In the first official team release involving the 30-year-old Tasmanian, do you really think he would have made such a bold statement without first consulting team management?

Unless van Garderen finishes first or second in this year's Vuelta a España, which, I think you'll agree, is a rather long shot, the BMC Racing Team strategy at next year's Tour is, as far as one can tell, dual-pronged.

"In this modern-day milieu of marginal gains, seven riders having to look after two leaders - against the one for all, all for one, strategy adopted by Froome, Nairo Quintana, Alberto Contador, Vincenzo Nibali, and, for the past two seasons, van Garderen, too - sounds like a tall proposition, particularly in the perenially fraught opening week of La Grande Boucle."

Last weekend, when the announcement came that Porte would join the team, Jim Ochowicz, the team's president and general manager, also provided a tacit clue, apart from the obvious "he gives us extra muscle and a wealth of experience" blah: "It also gives us the chance to separate and/or unite our strategies and goals as we see fit throughout the season."

So then, will it be Tejay and Richie or Richie and Tejay?

van Garderen's surprise exit at this year's Tour, just five days from Paris while lying third overall, has certainly tipped the balance in the Tasmanian's favour - but only so far as to warrant a co-leadership role next July.

The fact remains that Porte is still an unknown quantity when it comes to Grand Tour leadership. He has all the attributes to win a Grand Tour, that much we already know; the question marks revolve around his qualities as a leader and regularity of performance over 21 stages. "Where does he need to improve? Probably in consistency," this year's Tour champion said of Porte. "To be able to look at a three-week race (you need) to roll with the bad days as well as the good days."

His debut Grand Tour remains his best overall result in a three-week race: seventh overall and best young rider at the 2010 Giro d'Italia. By the time July of 2016 comes around, that statistic, noteworthy as it is, will be more than six years old.

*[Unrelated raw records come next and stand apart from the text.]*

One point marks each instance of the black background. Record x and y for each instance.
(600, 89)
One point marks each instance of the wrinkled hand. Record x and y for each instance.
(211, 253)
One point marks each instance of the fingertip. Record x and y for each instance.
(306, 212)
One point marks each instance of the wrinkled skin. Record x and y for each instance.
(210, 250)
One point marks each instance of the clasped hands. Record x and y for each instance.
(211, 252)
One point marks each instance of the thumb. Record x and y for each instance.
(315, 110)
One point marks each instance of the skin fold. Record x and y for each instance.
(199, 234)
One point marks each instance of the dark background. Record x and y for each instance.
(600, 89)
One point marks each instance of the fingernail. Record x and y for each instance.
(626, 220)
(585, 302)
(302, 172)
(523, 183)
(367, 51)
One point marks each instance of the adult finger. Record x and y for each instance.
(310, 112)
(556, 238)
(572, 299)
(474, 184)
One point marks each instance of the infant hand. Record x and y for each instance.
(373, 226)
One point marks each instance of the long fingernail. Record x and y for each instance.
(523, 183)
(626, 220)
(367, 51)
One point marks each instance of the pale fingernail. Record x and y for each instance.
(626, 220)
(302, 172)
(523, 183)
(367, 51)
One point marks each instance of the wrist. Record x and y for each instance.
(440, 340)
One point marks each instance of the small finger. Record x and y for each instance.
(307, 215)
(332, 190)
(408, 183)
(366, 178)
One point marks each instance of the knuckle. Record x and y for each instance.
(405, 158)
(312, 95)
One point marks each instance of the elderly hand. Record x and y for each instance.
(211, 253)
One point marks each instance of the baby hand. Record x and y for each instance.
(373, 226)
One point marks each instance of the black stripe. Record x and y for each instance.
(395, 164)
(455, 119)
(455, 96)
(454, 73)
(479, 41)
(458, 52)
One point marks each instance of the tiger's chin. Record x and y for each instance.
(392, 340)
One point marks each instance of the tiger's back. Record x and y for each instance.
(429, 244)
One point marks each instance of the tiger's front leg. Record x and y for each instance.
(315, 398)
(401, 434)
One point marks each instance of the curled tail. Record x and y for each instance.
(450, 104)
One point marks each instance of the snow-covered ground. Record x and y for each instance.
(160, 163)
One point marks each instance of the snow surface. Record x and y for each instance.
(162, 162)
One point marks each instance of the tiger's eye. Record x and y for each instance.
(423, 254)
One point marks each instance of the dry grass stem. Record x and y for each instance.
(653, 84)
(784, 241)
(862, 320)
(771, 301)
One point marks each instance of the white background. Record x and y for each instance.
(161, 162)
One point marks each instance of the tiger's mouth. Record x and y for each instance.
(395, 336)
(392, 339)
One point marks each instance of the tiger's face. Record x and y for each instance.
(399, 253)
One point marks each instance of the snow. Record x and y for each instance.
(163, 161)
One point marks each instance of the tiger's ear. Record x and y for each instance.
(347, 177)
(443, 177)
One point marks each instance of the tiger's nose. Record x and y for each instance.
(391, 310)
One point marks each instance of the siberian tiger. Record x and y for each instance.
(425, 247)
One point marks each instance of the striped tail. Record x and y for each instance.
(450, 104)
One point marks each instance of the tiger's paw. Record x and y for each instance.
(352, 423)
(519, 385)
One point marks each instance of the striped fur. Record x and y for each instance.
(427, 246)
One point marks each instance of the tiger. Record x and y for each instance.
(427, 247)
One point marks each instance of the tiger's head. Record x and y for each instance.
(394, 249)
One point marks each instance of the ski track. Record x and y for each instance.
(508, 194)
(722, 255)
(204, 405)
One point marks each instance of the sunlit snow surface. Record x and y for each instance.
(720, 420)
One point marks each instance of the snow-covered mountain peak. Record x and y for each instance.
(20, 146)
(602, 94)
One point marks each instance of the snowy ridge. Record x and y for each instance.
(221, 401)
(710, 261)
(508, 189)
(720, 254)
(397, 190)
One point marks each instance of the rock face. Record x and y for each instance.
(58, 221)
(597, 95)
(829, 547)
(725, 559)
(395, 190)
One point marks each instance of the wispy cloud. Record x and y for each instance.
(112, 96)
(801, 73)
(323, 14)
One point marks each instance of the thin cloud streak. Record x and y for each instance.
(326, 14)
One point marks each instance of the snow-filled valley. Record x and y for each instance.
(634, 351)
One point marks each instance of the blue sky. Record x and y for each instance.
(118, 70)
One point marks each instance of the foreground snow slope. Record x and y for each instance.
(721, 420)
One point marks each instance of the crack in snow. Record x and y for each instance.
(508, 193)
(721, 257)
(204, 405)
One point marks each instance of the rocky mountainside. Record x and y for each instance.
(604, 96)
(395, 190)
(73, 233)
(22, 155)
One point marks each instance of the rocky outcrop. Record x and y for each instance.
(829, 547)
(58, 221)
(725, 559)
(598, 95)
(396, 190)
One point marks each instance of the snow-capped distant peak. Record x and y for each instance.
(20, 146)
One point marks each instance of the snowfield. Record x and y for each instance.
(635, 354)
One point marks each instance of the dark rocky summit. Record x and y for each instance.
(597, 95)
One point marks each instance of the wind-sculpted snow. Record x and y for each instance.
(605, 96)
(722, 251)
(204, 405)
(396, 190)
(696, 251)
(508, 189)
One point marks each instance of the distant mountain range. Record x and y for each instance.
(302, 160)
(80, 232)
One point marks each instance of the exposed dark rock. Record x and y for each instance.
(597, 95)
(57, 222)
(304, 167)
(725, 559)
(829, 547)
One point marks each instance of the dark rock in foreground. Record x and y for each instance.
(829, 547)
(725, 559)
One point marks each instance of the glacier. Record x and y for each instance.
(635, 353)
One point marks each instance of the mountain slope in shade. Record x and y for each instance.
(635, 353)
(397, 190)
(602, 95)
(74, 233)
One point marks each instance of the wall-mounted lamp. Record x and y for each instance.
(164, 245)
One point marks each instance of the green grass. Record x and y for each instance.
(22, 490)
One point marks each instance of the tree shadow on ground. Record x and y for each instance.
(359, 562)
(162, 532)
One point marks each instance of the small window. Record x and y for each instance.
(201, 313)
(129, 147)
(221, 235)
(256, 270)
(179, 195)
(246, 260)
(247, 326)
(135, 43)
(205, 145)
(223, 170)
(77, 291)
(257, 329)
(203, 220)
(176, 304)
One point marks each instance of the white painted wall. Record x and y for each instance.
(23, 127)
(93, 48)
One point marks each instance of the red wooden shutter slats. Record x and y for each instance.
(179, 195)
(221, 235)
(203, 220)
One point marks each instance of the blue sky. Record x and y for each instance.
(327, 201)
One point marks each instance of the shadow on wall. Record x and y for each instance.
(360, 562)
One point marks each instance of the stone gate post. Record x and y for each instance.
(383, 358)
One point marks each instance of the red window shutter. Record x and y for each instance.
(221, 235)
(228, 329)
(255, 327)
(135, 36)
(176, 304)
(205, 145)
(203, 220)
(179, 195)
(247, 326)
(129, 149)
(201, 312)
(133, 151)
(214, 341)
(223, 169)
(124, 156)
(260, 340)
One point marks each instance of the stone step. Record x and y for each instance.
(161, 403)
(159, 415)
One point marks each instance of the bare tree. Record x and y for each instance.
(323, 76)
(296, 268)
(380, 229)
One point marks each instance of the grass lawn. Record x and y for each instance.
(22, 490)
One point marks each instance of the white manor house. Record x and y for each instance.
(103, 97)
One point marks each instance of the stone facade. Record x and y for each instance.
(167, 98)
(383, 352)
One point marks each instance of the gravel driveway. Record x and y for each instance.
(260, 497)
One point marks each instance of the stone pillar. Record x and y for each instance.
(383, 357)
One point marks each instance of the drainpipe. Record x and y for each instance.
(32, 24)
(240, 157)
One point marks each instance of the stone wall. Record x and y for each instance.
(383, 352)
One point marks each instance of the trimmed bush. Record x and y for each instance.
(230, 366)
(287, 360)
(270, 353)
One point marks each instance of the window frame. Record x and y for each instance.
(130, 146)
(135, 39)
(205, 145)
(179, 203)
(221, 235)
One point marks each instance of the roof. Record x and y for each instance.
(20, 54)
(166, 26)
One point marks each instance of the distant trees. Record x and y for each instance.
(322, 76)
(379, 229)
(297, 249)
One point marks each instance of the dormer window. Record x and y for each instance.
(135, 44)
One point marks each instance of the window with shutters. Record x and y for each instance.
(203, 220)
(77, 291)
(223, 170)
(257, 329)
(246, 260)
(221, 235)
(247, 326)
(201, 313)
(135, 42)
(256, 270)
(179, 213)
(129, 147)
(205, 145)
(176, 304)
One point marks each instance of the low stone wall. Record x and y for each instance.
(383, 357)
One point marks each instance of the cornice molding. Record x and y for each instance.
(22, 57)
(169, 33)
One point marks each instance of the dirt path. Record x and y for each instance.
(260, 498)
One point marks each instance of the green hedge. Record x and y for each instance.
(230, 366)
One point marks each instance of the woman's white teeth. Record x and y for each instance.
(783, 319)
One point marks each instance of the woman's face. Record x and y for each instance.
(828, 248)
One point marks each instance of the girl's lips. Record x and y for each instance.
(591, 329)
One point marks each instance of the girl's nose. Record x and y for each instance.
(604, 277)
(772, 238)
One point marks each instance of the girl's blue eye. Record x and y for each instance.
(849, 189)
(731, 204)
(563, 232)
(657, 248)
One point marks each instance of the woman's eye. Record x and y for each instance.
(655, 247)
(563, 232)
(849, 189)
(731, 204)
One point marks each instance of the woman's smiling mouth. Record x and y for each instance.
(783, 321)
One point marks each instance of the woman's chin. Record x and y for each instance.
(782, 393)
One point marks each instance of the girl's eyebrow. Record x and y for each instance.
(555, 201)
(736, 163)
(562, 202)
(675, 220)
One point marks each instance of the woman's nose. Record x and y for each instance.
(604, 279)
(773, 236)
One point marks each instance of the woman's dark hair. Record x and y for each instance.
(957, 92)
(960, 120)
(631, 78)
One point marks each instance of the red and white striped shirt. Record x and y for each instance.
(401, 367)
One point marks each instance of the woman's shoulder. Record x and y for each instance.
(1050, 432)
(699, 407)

Aside from this year's Giro, which he abandoned on the sixteenth leg, citing a leg injury from a crash four days previous, Porte has ridden seven other Grand Tours at the service of others. He has been a vital cog in the success of those who he's ridden for - Froome, Bradley Wiggins, Alberto Contador - and in so doing, he's not only ridden with the best, but learned from the best.

Does that mean that he, too, can one day be the best?

Well, that's what we are, and he is, about to find out...

Still, I'm not convinced a two-pronged approach will work.

In this modern-day milieu of marginal gains, seven riders having to look after two leaders - against the one for all, all for one, strategy adopted by Froome, Nairo Quintana, Alberto Contador, Vincenzo Nibali, and, for the past two seasons, van Garderen, too - sounds like a tall proposition, particularly in the perenially fraught opening week of La Grande Boucle.

Remember, van Garderen was granted outright leadership in part because he and Cadel Evans didn't gel. Okay, it was nothing like Bernard Hinault and Greg LeMond at the 1986 Tour or Contador and Lance Armstrong in 2009, and the 2011 Tour winner's demise as a bona fide contender helped seal the deal for Tejay - but it wasn't the only reason.

And if you thought Movistar was hedging its bets, then you weren't watching this past July: Alejandro Valverde quashed any doubts about his ability to play second fiddle; for me, he was the domestique de luxe of the 2015 Tour, and was largely responsible for Quintana getting so close, and almost toppling, Froome, the eventual winner. I still believe they could have won the race on the day to La Toussuire, when Eusebio Unzué's boys had Sky on the ropes.

Nevertheless, as long as the Kenyan-born Brit remains at Team Sky, barring misfortune, Porte was never going to have the chance to be a leader at Le Grand Shindig, and judging from that initial quote, that's exactly what he wants.

Assuming he and van Garderen arrive in Normandy fighting fit on July 2 next year, the road will largely determine who will lead BMC Racing in the decisive third week.

I just wonder, in the face of such fierce opposition, whether two heads are better than one.